Ngo Hieu, Fang Hua, Rumbut Joshua, Wang Honggang
College of Engineering, University of Massachusetts Dartmouth, North Dartmouth, MA, 02747.
Department of Computer and Information Science, University of Massachusetts Dartmouth, North Dartmouth, MA, 02747 and the Department of Population and Quantitative Health Science, University of Massachusetts Chan Medical School, Worcester, MA 01655 USA.
IEEE Internet Things J. 2024 Apr 15;11(8):14657-14670. doi: 10.1109/jiot.2023.3343719. Epub 2023 Dec 18.
The use of medical data for machine learning, including unsupervised methods such as clustering, is often restricted by privacy regulations such as the Health Insurance Portability and Accountability Act (HIPAA). Medical data is sensitive and highly regulated and anonymization is often insufficient to protect a patient's identity. Traditional clustering algorithms are also unsuitable for longitudinal behavioral health trials, which often have missing data and observe individual behaviors over varying time periods. In this work, we develop a new decentralized federated multiple imputation-based fuzzy clustering algorithm for complex longitudinal behavioral trial data collected from multisite randomized controlled trials over different time periods. Federated learning (FL) preserves privacy by aggregating model parameters instead of data. Unlike previous FL methods, this proposed algorithm requires only two rounds of communication and handles clients with varying numbers of time points for incomplete longitudinal data. The model is evaluated on both empirical longitudinal dietary health data and simulated clusters with different numbers of clients, effect sizes, correlations, and sample sizes. The proposed algorithm converges rapidly and achieves desirable performance on multiple clustering metrics. This new method allows for targeted treatments for various patient groups while preserving their data privacy and enables the potential for broader applications in the Internet of Medical Things.

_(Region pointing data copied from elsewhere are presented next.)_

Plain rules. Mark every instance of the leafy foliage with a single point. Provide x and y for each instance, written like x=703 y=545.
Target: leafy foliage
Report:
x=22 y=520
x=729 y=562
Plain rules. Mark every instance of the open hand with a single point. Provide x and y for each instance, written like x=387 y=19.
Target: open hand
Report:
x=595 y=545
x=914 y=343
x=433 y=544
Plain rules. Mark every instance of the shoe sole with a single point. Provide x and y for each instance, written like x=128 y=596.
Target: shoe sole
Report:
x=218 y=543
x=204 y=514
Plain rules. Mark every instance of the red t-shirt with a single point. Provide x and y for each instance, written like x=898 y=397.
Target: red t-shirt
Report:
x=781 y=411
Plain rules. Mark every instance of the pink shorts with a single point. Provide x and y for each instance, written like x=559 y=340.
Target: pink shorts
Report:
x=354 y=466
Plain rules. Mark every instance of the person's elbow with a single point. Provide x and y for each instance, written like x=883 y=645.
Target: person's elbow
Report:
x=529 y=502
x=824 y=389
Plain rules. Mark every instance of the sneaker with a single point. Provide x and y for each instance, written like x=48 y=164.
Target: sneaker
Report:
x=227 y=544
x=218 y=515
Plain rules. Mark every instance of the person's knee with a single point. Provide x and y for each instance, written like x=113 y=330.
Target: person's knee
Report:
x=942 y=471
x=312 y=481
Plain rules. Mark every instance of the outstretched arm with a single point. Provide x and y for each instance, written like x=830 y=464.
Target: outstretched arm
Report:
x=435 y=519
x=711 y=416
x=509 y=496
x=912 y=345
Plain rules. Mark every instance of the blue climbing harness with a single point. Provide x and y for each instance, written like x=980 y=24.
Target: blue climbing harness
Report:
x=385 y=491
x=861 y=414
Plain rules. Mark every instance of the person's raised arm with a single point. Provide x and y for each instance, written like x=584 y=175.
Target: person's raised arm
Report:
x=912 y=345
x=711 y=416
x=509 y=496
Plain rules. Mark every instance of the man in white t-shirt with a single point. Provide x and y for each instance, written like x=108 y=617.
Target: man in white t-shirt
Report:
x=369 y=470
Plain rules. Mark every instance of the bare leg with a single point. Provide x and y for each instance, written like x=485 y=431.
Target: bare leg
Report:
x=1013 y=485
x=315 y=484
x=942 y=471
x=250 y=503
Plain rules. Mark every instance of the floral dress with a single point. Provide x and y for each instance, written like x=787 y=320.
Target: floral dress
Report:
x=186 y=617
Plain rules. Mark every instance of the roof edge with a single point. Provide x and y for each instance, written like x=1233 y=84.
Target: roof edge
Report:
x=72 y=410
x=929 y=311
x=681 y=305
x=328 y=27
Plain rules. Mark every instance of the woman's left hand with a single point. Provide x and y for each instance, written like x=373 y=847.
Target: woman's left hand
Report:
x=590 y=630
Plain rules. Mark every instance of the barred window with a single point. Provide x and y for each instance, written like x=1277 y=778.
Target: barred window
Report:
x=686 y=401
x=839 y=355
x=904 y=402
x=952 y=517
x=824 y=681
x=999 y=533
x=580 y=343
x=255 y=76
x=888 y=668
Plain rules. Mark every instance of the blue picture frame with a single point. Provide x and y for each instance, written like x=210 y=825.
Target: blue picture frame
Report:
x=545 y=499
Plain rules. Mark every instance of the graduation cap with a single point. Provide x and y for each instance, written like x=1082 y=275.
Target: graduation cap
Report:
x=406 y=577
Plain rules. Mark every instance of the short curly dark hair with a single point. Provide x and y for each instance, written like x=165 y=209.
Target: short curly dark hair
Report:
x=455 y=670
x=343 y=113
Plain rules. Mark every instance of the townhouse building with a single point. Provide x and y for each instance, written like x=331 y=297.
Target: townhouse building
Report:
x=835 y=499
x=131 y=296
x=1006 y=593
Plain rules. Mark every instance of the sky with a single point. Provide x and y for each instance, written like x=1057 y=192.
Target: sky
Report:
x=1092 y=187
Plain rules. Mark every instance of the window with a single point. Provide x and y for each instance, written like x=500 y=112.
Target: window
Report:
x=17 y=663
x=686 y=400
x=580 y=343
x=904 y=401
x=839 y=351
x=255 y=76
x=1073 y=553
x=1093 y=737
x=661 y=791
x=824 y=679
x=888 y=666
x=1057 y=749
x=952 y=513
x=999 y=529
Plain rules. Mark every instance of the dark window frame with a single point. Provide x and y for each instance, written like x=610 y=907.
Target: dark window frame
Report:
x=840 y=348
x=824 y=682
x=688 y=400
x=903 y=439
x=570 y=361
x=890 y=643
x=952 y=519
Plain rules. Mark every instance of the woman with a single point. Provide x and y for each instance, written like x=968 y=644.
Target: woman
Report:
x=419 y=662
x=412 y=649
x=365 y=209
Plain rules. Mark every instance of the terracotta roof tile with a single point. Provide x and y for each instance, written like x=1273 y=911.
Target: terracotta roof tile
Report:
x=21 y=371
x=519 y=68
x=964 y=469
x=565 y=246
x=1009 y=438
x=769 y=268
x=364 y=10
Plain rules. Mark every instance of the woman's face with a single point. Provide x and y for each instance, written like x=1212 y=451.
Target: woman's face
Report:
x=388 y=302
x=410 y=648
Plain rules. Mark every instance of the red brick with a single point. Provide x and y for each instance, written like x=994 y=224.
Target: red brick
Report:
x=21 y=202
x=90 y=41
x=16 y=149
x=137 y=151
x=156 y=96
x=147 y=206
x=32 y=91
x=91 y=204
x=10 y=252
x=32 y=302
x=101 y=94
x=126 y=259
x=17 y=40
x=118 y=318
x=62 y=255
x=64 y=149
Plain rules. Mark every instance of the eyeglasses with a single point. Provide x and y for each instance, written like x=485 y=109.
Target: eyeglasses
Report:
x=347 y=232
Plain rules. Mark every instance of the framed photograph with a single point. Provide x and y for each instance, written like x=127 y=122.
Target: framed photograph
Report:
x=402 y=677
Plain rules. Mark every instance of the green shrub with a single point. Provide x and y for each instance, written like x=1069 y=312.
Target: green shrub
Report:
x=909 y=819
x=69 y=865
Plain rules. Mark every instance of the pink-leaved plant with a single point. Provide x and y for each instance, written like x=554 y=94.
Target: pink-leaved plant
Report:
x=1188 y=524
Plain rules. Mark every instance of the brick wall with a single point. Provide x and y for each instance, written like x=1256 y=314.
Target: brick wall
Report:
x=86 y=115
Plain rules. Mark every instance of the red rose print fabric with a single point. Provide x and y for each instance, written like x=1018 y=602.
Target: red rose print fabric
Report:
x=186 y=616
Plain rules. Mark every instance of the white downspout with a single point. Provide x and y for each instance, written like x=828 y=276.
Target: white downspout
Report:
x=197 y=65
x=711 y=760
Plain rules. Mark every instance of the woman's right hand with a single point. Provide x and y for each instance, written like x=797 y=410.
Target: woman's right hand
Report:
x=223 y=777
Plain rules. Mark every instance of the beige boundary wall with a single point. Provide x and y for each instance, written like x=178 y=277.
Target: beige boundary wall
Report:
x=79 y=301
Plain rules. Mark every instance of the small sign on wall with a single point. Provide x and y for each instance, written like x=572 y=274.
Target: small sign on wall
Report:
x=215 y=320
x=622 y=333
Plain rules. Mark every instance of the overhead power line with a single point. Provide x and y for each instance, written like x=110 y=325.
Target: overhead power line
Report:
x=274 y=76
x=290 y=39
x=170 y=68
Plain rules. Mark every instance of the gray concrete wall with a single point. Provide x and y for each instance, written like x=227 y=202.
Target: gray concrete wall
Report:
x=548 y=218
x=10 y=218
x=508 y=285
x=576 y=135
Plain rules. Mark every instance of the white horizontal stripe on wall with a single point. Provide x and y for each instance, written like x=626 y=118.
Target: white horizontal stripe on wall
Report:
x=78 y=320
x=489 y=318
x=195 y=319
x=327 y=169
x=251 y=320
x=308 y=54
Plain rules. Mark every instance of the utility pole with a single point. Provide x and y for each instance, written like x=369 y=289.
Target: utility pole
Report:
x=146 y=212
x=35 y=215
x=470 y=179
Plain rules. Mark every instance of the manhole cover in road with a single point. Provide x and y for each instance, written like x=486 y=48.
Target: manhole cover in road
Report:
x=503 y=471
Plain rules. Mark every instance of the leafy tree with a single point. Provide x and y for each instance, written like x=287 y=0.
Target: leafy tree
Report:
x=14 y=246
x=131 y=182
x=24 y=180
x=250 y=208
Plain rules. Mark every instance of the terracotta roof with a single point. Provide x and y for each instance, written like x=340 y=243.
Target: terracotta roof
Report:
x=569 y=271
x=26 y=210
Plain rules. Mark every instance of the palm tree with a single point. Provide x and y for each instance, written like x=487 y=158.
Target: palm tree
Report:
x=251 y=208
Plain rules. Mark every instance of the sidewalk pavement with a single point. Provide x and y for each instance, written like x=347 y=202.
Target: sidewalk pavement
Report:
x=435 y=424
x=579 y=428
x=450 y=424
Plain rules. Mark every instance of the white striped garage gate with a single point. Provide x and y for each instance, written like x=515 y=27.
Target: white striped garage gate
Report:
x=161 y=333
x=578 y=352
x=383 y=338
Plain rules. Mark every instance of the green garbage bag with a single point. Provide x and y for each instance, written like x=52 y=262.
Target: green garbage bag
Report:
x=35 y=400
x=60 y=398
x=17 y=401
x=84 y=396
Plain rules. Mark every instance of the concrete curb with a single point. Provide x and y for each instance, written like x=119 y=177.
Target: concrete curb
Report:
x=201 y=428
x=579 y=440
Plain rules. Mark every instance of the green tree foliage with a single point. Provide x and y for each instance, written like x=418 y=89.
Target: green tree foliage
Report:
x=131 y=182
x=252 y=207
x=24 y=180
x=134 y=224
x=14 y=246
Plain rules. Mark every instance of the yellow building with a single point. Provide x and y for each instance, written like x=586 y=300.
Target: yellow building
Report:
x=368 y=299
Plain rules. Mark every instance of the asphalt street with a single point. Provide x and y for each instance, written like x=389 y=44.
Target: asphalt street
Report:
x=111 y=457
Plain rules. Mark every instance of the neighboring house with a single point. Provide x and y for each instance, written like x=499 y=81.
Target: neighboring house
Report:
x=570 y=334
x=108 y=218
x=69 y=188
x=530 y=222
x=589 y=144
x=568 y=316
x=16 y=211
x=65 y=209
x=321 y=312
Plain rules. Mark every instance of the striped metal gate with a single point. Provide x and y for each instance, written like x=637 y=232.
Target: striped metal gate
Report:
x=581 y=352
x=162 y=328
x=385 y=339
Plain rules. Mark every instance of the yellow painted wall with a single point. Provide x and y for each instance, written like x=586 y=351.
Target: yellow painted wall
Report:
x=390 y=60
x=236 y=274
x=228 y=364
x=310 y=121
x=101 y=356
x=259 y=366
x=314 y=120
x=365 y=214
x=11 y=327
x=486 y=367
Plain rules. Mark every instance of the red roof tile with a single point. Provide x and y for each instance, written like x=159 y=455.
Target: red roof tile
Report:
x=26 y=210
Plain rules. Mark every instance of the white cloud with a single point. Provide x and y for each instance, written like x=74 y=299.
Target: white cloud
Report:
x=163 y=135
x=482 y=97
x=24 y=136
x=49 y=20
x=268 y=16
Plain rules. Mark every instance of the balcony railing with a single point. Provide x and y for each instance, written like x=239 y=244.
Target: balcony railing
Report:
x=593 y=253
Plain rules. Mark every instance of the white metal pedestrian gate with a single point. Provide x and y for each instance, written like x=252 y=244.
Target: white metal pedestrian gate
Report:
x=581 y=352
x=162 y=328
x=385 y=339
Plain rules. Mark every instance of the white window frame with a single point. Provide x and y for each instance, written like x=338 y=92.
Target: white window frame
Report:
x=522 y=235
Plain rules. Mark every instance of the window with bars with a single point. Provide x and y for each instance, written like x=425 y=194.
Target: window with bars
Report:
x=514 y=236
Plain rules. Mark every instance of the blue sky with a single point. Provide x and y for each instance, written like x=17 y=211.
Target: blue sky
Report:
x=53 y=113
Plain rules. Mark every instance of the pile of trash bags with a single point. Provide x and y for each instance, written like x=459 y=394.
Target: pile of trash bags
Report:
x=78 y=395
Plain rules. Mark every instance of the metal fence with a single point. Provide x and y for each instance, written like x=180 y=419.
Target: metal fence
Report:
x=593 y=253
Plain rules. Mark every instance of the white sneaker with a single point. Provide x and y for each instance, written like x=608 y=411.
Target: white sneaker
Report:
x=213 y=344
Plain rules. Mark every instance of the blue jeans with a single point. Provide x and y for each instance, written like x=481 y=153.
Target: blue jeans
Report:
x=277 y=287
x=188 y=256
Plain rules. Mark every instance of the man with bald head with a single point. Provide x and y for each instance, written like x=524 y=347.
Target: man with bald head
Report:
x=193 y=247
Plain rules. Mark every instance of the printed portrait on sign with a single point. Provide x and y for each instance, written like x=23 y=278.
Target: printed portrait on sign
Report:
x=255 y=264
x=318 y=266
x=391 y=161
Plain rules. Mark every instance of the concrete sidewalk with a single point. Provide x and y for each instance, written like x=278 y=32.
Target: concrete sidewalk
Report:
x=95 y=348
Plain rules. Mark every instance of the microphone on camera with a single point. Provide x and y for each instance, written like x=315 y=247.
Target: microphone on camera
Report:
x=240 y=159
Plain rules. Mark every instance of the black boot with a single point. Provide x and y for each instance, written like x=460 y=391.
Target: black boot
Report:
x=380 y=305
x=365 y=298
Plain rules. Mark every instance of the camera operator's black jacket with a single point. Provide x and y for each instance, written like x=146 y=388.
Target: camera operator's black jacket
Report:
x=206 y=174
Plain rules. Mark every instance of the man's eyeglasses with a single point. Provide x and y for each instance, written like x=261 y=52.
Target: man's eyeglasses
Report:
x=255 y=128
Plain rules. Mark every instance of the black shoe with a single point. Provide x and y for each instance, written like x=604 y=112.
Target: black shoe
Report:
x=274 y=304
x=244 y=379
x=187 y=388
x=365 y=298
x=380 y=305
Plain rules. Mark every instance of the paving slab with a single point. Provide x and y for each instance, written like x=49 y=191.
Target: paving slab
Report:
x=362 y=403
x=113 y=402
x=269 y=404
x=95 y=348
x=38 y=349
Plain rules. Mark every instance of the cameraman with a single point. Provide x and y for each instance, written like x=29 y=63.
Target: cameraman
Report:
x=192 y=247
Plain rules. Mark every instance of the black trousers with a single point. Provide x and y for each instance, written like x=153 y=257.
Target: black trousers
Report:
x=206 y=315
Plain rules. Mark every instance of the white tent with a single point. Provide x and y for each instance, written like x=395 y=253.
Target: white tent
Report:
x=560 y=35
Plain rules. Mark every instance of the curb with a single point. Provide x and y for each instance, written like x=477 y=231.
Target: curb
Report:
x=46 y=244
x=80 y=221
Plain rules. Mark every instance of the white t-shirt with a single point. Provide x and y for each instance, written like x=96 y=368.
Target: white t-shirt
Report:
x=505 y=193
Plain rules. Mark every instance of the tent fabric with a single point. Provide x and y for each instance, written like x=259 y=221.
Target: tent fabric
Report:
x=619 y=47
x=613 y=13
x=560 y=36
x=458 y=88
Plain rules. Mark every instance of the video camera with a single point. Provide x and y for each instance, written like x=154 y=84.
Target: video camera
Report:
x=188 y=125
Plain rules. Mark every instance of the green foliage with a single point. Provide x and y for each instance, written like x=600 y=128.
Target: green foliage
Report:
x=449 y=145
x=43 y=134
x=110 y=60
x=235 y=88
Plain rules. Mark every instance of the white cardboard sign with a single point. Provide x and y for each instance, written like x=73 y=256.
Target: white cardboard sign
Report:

将医学数据用于机器学习,包括诸如聚类等无监督方法,通常受到隐私法规的限制,如《健康保险流通与责任法案》(HIPAA)。医学数据敏感且受到严格监管,匿名化往往不足以保护患者身份。传统的聚类算法也不适用于纵向行为健康试验,这类试验常常存在数据缺失的情况,并且要在不同时间段观察个体行为。在这项工作中,我们针对从不同时间段的多中心随机对照试验收集的复杂纵向行为试验数据,开发了一种新的基于分散式联邦多重插补的模糊聚类算法。联邦学习(FL)通过聚合模型参数而非数据来保护隐私。与先前的FL方法不同,该算法仅需两轮通信,并且能处理具有不同时间点数的不完整纵向数据的客户端。该模型在经验性纵向饮食健康数据以及具有不同客户端数量、效应大小、相关性和样本大小的模拟聚类上进行了评估。所提出的算法收敛迅速,并在多个聚类指标上取得了理想的性能。这种新方法在保护患者数据隐私的同时,允许针对不同患者群体进行有针对性的治疗,并为在医疗物联网中更广泛的应用创造了潜力。